Plagiarism in music is not a new phenomenon, on the contrary. Musicians and producers have numerous arguments for why they do this, from claiming that “everything is already invented” to “no one can have a patent on certain chords” and the like.
With the prevalence and availability of artificial intelligence, new negative trends in the music industry have emerged concerning counterfeiting, in the broadest sense. A song generated by AI that was released under the names Drake and The Weeknd is just one example.
However, artificial intelligence has also brought about positive changes within this creative industry, not only when it comes to the way it is expressed, but also the realization of the rights of music authors and interpreters.
How can AI detect musical plagiarism?
Those who regularly use Instagram or TikTok have probably already come across the profile of the creator of @itsjmaine, known for revealing plagiarism and original tracks in their videos. He confirms with its content that plagiarism is a very common phenomenon in the world music industry and that there is almost no known name, from Eminem to Metallica, which boasts a “clean slate”.
There are more and more users who similarly address this negative phenomenon, pointing fingers at musicians and holding them accountable.
For a more detailed explanation of how court disputes of this type are resolved, continue reading the linked blog.
In 2020, Katy Perry was accused of having her song “Dark Horse” plagiarized Marcus Grey’s “Joyful Noise” and had to pay a $2.8 million fine.
But in addition to the legal consequences that musical plagiarism entails, it seems that fans are much more affected by the emotional aspect that concerns the broken trust in the creativity of a particular author.
It could be said that a song that is found to be plagiarism of something existing automatically loses its meaning to some extent and implies the question "Is this original?" for each subsequent poem by the same author.
Identifying plagiarism in music using machine learning algorithms was dealt with by Rajesh Ramachandran Nair in a paper published in 2021, it points out that analyzing similarities in music is an extremely delicate and complicated procedure.

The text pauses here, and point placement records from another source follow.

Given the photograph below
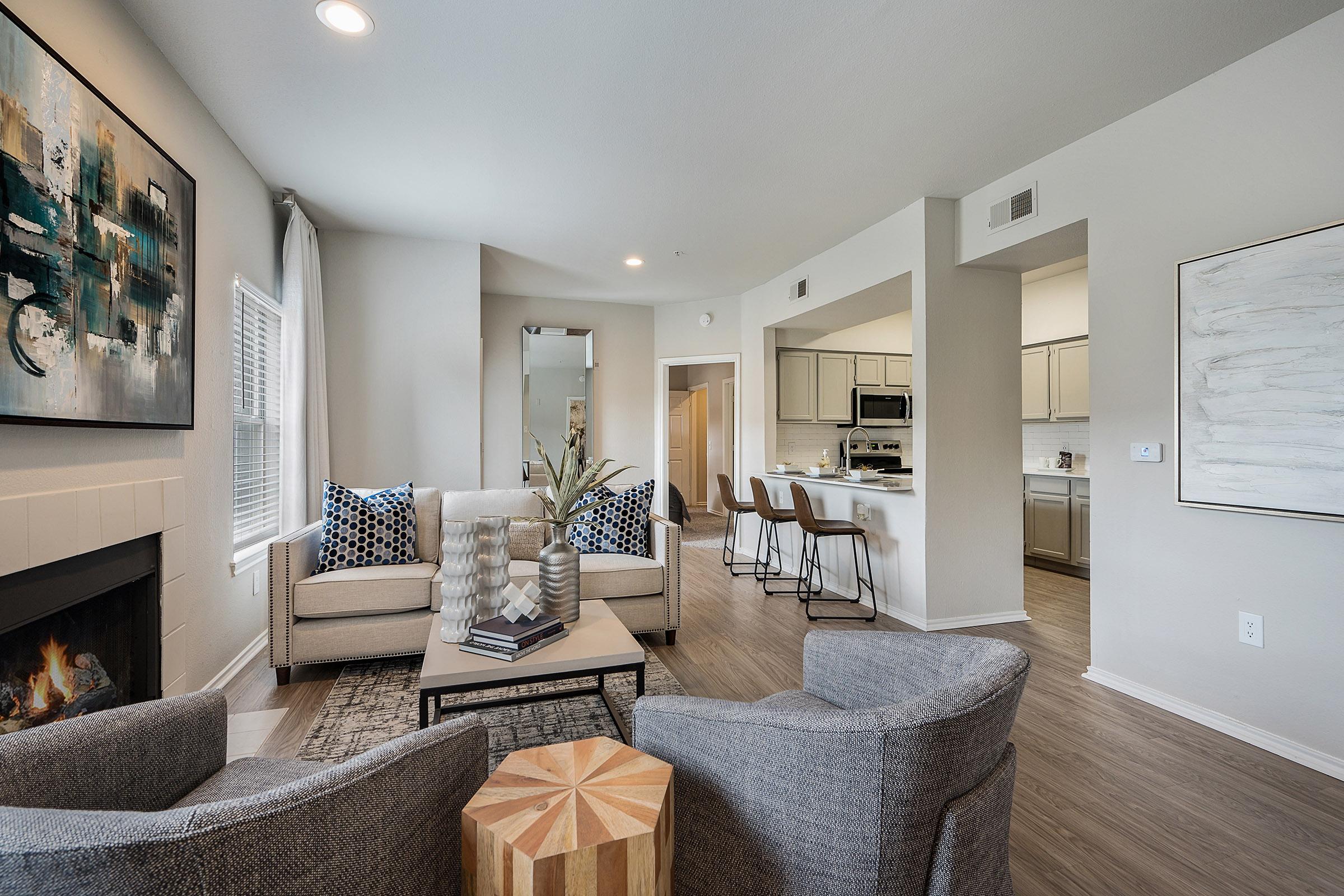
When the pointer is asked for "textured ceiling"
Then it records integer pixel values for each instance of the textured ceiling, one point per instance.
(752, 135)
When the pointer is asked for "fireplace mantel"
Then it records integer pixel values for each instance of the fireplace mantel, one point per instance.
(42, 528)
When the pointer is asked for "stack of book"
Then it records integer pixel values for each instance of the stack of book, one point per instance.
(511, 641)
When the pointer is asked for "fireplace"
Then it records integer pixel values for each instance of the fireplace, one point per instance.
(80, 634)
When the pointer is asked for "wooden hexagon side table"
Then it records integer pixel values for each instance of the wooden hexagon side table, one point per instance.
(585, 819)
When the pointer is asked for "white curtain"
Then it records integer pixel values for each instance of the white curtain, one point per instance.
(304, 450)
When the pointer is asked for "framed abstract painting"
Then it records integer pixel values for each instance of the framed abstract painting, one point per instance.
(97, 254)
(1260, 376)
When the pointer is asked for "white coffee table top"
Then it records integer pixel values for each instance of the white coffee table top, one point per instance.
(597, 641)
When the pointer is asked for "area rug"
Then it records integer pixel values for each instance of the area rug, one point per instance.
(377, 700)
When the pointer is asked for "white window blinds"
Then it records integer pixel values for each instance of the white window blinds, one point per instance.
(257, 399)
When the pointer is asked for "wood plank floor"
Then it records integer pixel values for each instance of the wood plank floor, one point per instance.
(1113, 797)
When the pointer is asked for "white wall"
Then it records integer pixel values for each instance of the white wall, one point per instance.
(404, 358)
(623, 348)
(890, 335)
(237, 233)
(1054, 308)
(1249, 152)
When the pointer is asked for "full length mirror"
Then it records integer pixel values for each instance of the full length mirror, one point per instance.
(557, 394)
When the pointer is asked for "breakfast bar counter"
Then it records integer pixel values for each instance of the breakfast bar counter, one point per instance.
(885, 484)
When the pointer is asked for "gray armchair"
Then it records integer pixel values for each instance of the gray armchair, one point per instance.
(139, 800)
(890, 773)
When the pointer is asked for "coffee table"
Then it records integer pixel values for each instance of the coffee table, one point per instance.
(597, 645)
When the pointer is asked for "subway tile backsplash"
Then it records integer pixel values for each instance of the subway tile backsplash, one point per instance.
(1047, 440)
(803, 442)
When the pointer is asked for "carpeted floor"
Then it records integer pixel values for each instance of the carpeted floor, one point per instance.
(378, 700)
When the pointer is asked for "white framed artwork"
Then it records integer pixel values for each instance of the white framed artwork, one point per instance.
(1260, 376)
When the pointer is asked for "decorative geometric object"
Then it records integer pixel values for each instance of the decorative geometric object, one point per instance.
(459, 590)
(1260, 383)
(491, 564)
(97, 254)
(617, 523)
(585, 817)
(521, 604)
(558, 574)
(365, 531)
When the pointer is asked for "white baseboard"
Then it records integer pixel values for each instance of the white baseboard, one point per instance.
(237, 664)
(1277, 745)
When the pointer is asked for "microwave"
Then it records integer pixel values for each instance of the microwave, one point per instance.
(882, 406)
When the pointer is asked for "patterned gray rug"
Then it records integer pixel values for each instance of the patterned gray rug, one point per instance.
(378, 700)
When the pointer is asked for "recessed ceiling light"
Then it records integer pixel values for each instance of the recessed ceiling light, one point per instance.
(344, 18)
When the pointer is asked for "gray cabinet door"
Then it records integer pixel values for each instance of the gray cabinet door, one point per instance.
(897, 371)
(797, 386)
(835, 388)
(1082, 531)
(1049, 527)
(869, 370)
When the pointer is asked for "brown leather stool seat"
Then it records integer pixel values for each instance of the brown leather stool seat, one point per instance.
(811, 564)
(734, 512)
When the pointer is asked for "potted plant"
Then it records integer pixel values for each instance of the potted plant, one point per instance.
(558, 566)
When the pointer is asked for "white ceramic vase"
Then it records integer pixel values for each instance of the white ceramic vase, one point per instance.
(459, 589)
(491, 566)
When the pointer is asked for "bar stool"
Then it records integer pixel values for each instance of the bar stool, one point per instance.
(736, 510)
(812, 562)
(771, 520)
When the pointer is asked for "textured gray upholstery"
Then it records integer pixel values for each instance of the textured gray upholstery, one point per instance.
(889, 774)
(385, 823)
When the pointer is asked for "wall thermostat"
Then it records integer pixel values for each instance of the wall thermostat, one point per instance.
(1151, 452)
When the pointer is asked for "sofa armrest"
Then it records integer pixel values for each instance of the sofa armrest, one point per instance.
(139, 758)
(666, 544)
(292, 559)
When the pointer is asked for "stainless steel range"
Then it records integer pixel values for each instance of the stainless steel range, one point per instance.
(882, 456)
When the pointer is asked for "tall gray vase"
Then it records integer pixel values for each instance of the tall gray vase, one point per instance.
(558, 575)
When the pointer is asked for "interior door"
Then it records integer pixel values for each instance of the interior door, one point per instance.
(679, 441)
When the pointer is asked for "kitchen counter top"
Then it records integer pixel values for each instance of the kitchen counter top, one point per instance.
(889, 484)
(1066, 474)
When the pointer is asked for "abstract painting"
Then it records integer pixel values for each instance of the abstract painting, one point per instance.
(97, 254)
(1261, 376)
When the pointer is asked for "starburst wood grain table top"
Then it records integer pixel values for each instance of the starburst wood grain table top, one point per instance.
(589, 816)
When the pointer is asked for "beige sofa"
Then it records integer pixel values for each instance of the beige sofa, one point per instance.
(388, 610)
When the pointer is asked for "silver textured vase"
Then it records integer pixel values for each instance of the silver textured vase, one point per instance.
(491, 566)
(558, 575)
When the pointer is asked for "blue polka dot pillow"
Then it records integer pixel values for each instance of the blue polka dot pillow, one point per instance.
(378, 530)
(617, 527)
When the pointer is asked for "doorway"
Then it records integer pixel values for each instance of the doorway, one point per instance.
(698, 432)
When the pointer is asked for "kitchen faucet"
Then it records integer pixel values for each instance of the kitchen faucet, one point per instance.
(848, 450)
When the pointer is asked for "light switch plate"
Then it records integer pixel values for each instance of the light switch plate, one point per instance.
(1150, 452)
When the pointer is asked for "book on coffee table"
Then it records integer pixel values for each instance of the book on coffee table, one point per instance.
(508, 655)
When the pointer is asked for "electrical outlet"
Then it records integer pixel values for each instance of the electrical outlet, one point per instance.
(1250, 629)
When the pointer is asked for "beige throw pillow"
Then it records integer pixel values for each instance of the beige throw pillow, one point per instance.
(526, 540)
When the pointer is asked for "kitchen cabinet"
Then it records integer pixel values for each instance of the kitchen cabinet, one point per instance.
(870, 370)
(1056, 382)
(835, 386)
(1057, 519)
(1035, 383)
(797, 393)
(897, 370)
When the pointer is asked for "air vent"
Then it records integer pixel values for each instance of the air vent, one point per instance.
(799, 291)
(1014, 209)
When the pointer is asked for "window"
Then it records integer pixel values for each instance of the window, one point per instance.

Online tools for detecting plagiarism in music
Today, there are a handful of online tools that can help musicians determine before releasing whether their song unintentionally sounds like something existing. These tools are also used by music enthusiasts to “prove their point.”
Some of the most common are:
- Grammarly: Yes, while this is a popular tool for checking for plagiarism in written content, it also offers opportunities to check for plagiarism in music. It can analyze the melody, harmony, and rhythm of a piece of music and compare it with other existing songs to find similarities.
- Audible Magic: Audible Magic is a professional tool for checking plagiarism in music intended for record labels and other business entities. It uses patented technology to identify similarities between songs and can be integrated into different platforms.
- AudioLock: AudioLock is a software for detecting plagiarism in music that works by analyzing the audio prints of a song. It can detect similarities and potential plagiarism even if the music is created with different instruments or in different styles.
- Plagiarism Checker X is a plagiarism detection software used to check for plagiarism in various types of content, including music. It uses advanced algorithms to scan and compare music files for similarities.
What do they have in common?
Almost all of them, more or less, use machine learning to analyze infinite databases and identify segments of songs that resemble each other. So, similar to seminar papers, these tools show how much of a song can be considered plagiarism.
In addition to the aforementioned tools, a good tip for musicians is to use song recognition apps such as Shazam, SoundHounds or MusixMatch to check if their song resembles an existing one.
How does Spotify use AI to detect plagiarism?
And finally, it should be mentioned that one of the largest streaming platforms long ago decided to put an end to musical plagiarism, devising its own technology for successfully and effectively detecting plagiarism.
In late 2020, Spotify released a patent titled “Plagiarism Risk Detector And Interface”, intended for music authors. It works by analyzing the sheet music scores that contain the basic elements of the song, including its melody, lyrics and harmony. The rhythm, as in most cases, is not analyzed for the possibility of plagiarism.
So, musicians can submit their own songs for plagiarism risk analysis, and Spotify detector then crosses the data with all the songs that exist in their database.
A new window will appear to the user that will mark parts of the song that appear in many songs, some songs, or are marked as brand new. In addition, all songs whose parts are recognized as identical will be linked so that the author of the track can be convinced of the similarities.
This detector greatly simplifies the process that would otherwise take much longer and require some manual checking. In addition, Spotify has one of the largest music recording studios, so authors can be sure of the reliability of the data, especially if they themselves planned to release music on the aforementioned platform.